We are looking at adding low dose nitroglycerin patches to our current regimen:
Using nitroglycerin to treat prostate cancer shows potential to halt disease
https://www.sciencedaily.com/releases/2010/02/100209091844.htm
"The men were treated with a low-dose, slow-release nitroglycerin skin patch and their PSA levels monitored. Of the 17 patients who completed the study, all but one showed a stabilization or decrease in the rate of cancer progression, as measured by their PSA Doubling Time."
Phase II Study of Nitric Oxide Donor forMen With Increasing Prostate-specific Antigen Level After Surgery or Radiotherapy for Prostate Cancer https://www.ncbi.nlm.nih.gov/pubmed/19476985
Thanks a lot Shanti for sharing! Nice results. I haven't seen this before although is 10 years old.

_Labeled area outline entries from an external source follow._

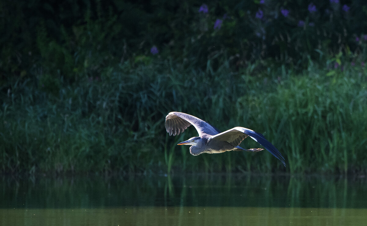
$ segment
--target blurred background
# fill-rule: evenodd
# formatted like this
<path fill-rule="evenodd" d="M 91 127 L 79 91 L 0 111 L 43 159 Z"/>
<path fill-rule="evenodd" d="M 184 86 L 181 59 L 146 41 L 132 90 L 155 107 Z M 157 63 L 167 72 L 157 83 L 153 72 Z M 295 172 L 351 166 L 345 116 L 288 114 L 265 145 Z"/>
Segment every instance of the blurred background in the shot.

Here is a nice review on the same compound by Anticance Funds https://www.ncbi.nlm.nih.gov/pubmed/26435741
Hi D-
Thanks for taking the time to post this additional paper. Of note is that the dose used in the prostate cancer studies was a patch delivering a continuous microdose of 0.79mg nitroglycerin/day. This is in contrast to the large 10-25mg/day patches used in the NSCLC studies, which were combined with chemo and mostly given just in the days surrounding chemo.
The primary objective in the NSCLC studies seems to be enhanced drug delivery, whereas the prostate cancer study may be a mechanism of using nitroglycerin to keeping the tumor "happy" with blood flow and oxygen to keep it from turning more aggressive. That is my initial take.